Bayes tutorial

Based on book: Stone JV, Bayes’ Rule: A Tutorial Introduction to Bayesian Analysis, 2013.

Bayes’ Rule: A Tutorial Introduction

by JV Stone

1 Introduction

All decisions are based on data, but the best decisions are also based on previous experience. In essence, Bayes’ rule provides a method for making use of previous experience in order to arrive at the best decision in interpreting data.

The example given below is based on speech, but Bayes’ rule can be applied to any situation where there is uncertainty regarding the value of a measured quantity (eg how much light is hitting each part of your retina, the identity of the person you are speaking to). As all measured quantities inevtiably include some uncertainty, Bayes’ rule has a wide range of applicability.

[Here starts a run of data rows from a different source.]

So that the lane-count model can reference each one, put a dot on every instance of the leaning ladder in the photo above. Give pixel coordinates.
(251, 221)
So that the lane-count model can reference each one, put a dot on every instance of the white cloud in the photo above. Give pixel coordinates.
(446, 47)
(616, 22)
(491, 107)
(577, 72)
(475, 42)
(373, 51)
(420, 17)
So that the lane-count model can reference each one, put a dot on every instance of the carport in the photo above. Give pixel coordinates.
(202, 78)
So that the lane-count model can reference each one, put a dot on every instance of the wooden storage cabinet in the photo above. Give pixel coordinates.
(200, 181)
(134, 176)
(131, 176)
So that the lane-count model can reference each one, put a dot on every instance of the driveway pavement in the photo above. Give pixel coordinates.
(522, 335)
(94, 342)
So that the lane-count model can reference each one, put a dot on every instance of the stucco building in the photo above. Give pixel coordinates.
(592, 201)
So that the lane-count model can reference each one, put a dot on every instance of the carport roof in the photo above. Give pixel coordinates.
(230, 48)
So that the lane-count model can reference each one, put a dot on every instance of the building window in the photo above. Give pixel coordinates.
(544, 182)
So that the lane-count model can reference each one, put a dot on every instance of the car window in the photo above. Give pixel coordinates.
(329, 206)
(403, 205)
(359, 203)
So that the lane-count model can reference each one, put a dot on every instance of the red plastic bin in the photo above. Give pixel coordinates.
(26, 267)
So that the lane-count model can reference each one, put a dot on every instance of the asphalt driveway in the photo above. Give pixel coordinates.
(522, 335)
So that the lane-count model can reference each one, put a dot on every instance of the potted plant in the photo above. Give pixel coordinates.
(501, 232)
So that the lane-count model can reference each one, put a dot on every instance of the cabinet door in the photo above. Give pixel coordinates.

If you walk into a hardware store and said, “Have you got four candles?” then you probably would be surprised to be asked “How many fork handles do you want?” (see Comedy clip on YouTube by Two Ronnies)*. Even though the two phrases:

1) “Have you got four candles?”,

2) “Have you got fork handles?”,

are acoustically almost identical, the shop assistant knows that he sells many more candles than fork handles. This in turn, means that he probably does not even hear the words “fork handles”, but instead hears “four candles”. What has this got to do with Bayes’ rule?

Figure 1: The Reverend Thomas Bayes trying to make sense of a London accent.

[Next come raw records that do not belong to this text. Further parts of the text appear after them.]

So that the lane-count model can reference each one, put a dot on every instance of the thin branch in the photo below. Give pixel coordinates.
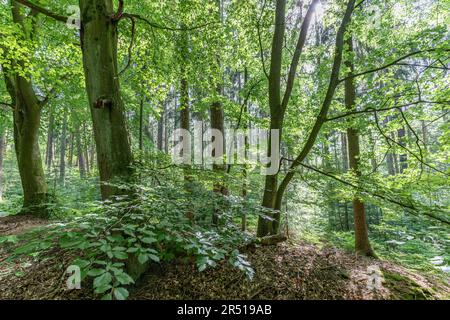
(298, 51)
(377, 195)
(42, 10)
(405, 148)
(370, 109)
(158, 26)
(130, 48)
(261, 51)
(9, 105)
(396, 61)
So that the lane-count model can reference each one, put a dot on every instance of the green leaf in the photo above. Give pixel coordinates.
(149, 240)
(107, 296)
(103, 289)
(96, 272)
(120, 255)
(154, 257)
(124, 278)
(103, 280)
(121, 293)
(143, 258)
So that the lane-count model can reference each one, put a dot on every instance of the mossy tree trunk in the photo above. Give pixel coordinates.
(99, 47)
(362, 243)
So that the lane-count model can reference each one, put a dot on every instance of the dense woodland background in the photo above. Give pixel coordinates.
(359, 90)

The acoustic data that corresponds to the sounds spoken by you, the customer, are equally consistent with two interpretations, but the assistant’s brain assigns a much higher weighting to one of these interpretations. This weighting is based on prior experience, so the assistant knows that customers are much more likely to ask for candles than handles. In other words, the experience of the assistant allows him to hear what was most probably said by the customer, even though the acoustic signal uttered by the customer was pretty ambiguous. Without knowing it, the assistant has applied Bayes’ rule (or something that approximates Bayes’ rule) in order to hear what the customer most probably said. Here’s how.

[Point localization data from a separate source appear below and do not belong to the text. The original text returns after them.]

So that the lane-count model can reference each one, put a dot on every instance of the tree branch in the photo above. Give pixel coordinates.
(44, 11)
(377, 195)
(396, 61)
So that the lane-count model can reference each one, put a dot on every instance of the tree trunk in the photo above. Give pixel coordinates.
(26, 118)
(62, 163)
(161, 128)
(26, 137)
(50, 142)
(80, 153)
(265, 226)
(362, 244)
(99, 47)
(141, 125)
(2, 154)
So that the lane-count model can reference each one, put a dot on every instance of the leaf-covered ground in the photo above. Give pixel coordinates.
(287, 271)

2 Conditional Probability, Likelihood, and Asking the Wrong Question

If we define the two possible phrases as

phrase1 = “fork handles”

phrase2 = “four candles”,

then we can formalise this scenario by considering the probability of the acoustic data given each of the two possible phrases. As both phrases are equally consistent with the acoustic data, the probability of the data is the same in both cases. That is, the probability of the data given that “four candles” was spoken is the same as the probability of the data given that the phrase “fork handles” was spoken. In both cases, probability of the acoustic data depends on the words spoken, and this dependence is made explicit as two probabilities:

the probability of the acoustic data given that “four candles” was spoken,

the probability of the acoustic data given that “fork handles” was spoken.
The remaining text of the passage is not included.